No es Olga, tampoco Nohelí ni María Gabriela. La voz que emerge en esta entrevista no pertenece a ninguno de sus personajes, sino al propio Kleiver Fajardo, un joven de 28 años de edad, de Los Teques, estado Miranda, que, sin proponérselo al principio, terminó convirtiéndose en un espejo en el que millones de venezolanos se reconocen. En un cuarto sencillo, frente a una cámara y con una peluca como único disfraz, logra construir escenas que condensan la esencia de lo cotidiano: el gesto de una madre en la cocina, la risa nerviosa de una estudiante en plena exposición, el consejo enérgico de una amiga que siempre dice la última palabra.
Kleiver, conocido en redes sociales como SoyKleiii, se presenta como “un chamo súper venezolano, criollito”. Se define auténtico, alegre, pero también reservado: “Lo que la gente ve en redes sociales es a alguien extrovertido, divertido. Pero la realidad es que muchas veces soy yo solo en mi cuarto, grabando en silencio”, confiesa en exclusiva para El Diario. Ese contraste, entre la risa pública y la soledad creativa, es parte de su identidad.
Antes de encontrarse con el humor, Kleiver transitó caminos que parecían destinados a otro tipo de vida. Estudió dos semestres de Derecho, convencido de que debía cumplir con la expectativa de una carrera formal. Pero algo en él no encajaba. La primera vez que vio un estudio de radio y televisión comprendió, casi como una revelación, que allí estaba el terreno en el que podía desenvolverse. Optó por cambiarse de carrera, y así dejó de lado esa idea de convertirse en abogado para comenzar un nuevo camino en Comunicación Social, en la Universidad Católica Andrés Bello (UCAB). La decisión, tomada en silencio, la confesó un día en la cocina de su casa. Fue un instante íntimo y revelador: el punto de quiebre que lo acercó a lo que verdaderamente quería ser.
“Cuando vi el estudio de radio y televisión dije: no, este soy yo”, recuerda.
La semilla de su capacidad actoral estaba allí desde la infancia. Kleiver recuerda ser el imitador oficial de su familia: reproducía los gestos de profesores, las manías de sus tíos, la manera de hablar de su abuela. Sin referencias formales ni grandes escenarios, ya estaba ejercitando la observación como herramienta. “Yo jugaba a las entrevistas, quería que alguien me descubriera”, confiesa. En esa pulsión temprana se encontraba la semilla de su talento: la habilidad de traducir la vida común en representación.
No fue un casting ni una producción televisiva lo que lo catapultó, sino un objeto sencillo: un cintillo escolar hallado en casa de su madre. Con ese accesorio, una camisa deportiva y una hoja en la mano, Kleiver grabó un video en el que representaba a una estudiante exponiendo en clase.

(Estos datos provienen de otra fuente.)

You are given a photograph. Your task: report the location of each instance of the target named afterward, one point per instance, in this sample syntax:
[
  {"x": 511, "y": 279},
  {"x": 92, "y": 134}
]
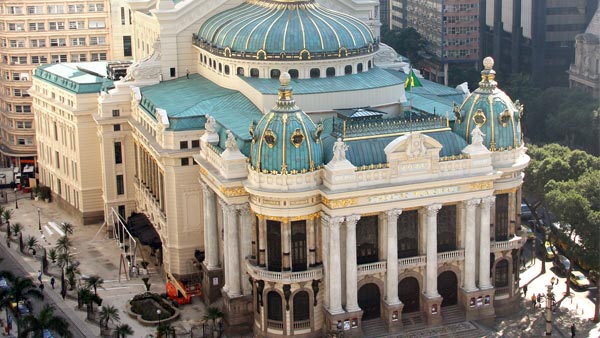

No hubo música ni subtítulos, apenas él y su capacidad de encarnar un gesto. Contra todas las reglas del algoritmo, el video duraba más de dos minutos, y aun así conectó. La gente se reconoció en esa escena y encontró en ella el eco de su propia experiencia, algo propio que podía compartir. Allí comenzó el verdadero viaje, uno que le ha permitido acumular casi un millón de seguidores entre Instagram y TikTok.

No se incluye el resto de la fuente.